A tad late, Inquiry into the Beaches of Toronto

In thinking of the development of the water resources that surround Toronto, I became interested in the development of beaches. In reading the article which discusses the development of Hamilton and its relation to its native waterways, I became interested in the development of beaches in Toronto. Beaches were represented as both a necessity of a booming population and a source of leisure. The questions of the expanding populace along with the need for the disposal of waste and the quest of leisure by the citizens were all interesting themes. Toronto, being so much bigger and grander than Hamilton led me to start the inquiry into the same issues on a local level.

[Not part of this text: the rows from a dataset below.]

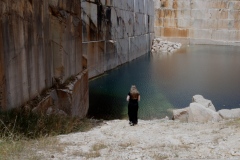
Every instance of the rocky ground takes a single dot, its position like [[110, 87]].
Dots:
[[150, 140]]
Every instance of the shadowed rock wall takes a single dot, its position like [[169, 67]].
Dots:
[[198, 21], [115, 32], [41, 46]]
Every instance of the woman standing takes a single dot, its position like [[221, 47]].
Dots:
[[133, 97]]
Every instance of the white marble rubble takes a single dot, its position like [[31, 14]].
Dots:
[[202, 110], [163, 46]]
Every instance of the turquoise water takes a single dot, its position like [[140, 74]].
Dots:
[[169, 81]]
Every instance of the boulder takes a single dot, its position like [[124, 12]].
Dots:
[[229, 113], [196, 113], [199, 113], [181, 114], [205, 102]]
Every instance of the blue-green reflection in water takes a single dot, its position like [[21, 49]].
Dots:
[[169, 81]]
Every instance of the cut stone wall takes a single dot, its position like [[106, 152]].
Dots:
[[198, 21], [40, 46], [115, 32]]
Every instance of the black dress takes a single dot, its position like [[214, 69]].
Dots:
[[133, 110]]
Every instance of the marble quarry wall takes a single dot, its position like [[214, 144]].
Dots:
[[41, 47], [115, 32], [198, 21]]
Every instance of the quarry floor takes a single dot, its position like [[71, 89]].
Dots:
[[149, 140]]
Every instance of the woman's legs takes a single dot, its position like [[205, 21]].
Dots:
[[135, 115]]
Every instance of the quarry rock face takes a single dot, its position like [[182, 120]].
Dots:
[[41, 46], [198, 21], [116, 32]]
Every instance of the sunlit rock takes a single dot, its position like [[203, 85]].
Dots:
[[162, 46], [199, 113], [205, 102], [229, 113]]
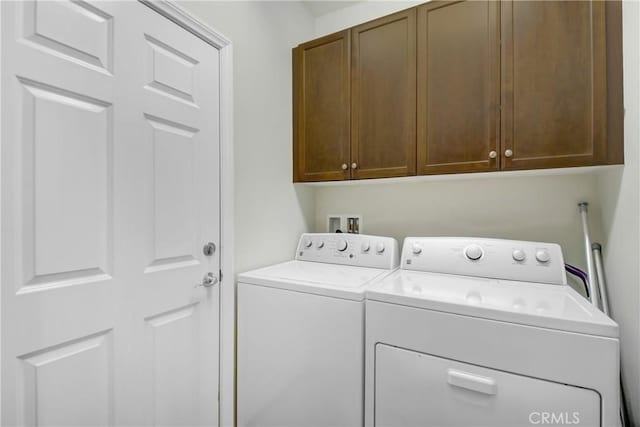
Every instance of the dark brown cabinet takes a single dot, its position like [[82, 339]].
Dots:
[[554, 87], [322, 109], [462, 86], [458, 87], [383, 97]]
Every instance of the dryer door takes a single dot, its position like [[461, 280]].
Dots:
[[415, 389]]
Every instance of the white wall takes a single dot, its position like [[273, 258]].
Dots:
[[270, 213], [620, 192], [539, 208], [358, 14]]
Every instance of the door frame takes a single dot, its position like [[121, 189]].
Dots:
[[226, 369]]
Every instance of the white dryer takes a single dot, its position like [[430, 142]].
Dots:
[[485, 332], [301, 332]]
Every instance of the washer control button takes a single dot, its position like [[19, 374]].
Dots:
[[519, 255], [543, 256], [473, 252]]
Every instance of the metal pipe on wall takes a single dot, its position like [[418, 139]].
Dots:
[[602, 283], [593, 292]]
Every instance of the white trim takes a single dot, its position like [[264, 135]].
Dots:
[[177, 14], [1, 227]]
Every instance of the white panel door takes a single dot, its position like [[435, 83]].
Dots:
[[110, 190]]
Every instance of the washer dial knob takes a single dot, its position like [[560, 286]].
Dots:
[[473, 252], [519, 255], [543, 256]]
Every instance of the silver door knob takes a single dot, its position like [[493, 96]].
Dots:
[[209, 249], [208, 280]]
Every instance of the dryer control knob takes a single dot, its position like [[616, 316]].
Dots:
[[473, 252], [519, 255], [543, 256]]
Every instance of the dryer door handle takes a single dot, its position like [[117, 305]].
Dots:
[[473, 382]]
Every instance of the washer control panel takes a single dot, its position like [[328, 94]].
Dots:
[[349, 249], [489, 258]]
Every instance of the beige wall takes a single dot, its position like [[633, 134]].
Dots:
[[620, 195], [270, 213]]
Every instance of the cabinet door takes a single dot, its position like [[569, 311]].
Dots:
[[322, 109], [553, 84], [383, 134], [458, 87]]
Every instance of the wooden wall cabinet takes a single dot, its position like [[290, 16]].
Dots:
[[322, 109], [462, 86], [554, 84], [458, 87], [383, 97]]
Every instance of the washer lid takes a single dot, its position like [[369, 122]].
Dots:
[[316, 278], [535, 304]]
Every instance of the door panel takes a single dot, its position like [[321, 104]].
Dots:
[[110, 189], [553, 84], [458, 87], [323, 109], [383, 104], [69, 384], [77, 31]]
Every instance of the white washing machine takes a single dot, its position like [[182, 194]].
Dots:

Toronto being a larger metropolitan area would have different situations to contend with, with a population growing at a much more alarming rate. Currently, in Toronto, there are eleven listed beaches on their website. I would attempt to explore their development, and use and maintenance today. My research would look both at the urban planning and environmental issues surrounding the development of the beaches and their overall impact to Toronto and the Great Lakes as a whole.

Somethings I would be interested in is the status of beaches during the era of dangerous pollutants in the lake and how this affected beaches and beachgoers. The ways the development of the beaches affected the environments in which it inhabited. And also the current status of the beaches today, how they are maintained and their current effects on the environment. These questions would be the underlying thought behind the research I conduct into the topic.

Beaches are perhaps the most common way in which everyday people interact with the lake and rivers surrounding Toronto. That is why I find it important to understanding the ways in which society and nature collide. How does society negatively and positively affect nature?  To study the beaches I believe would be to study the interaction between the growing metropolitan city and its effects on nature.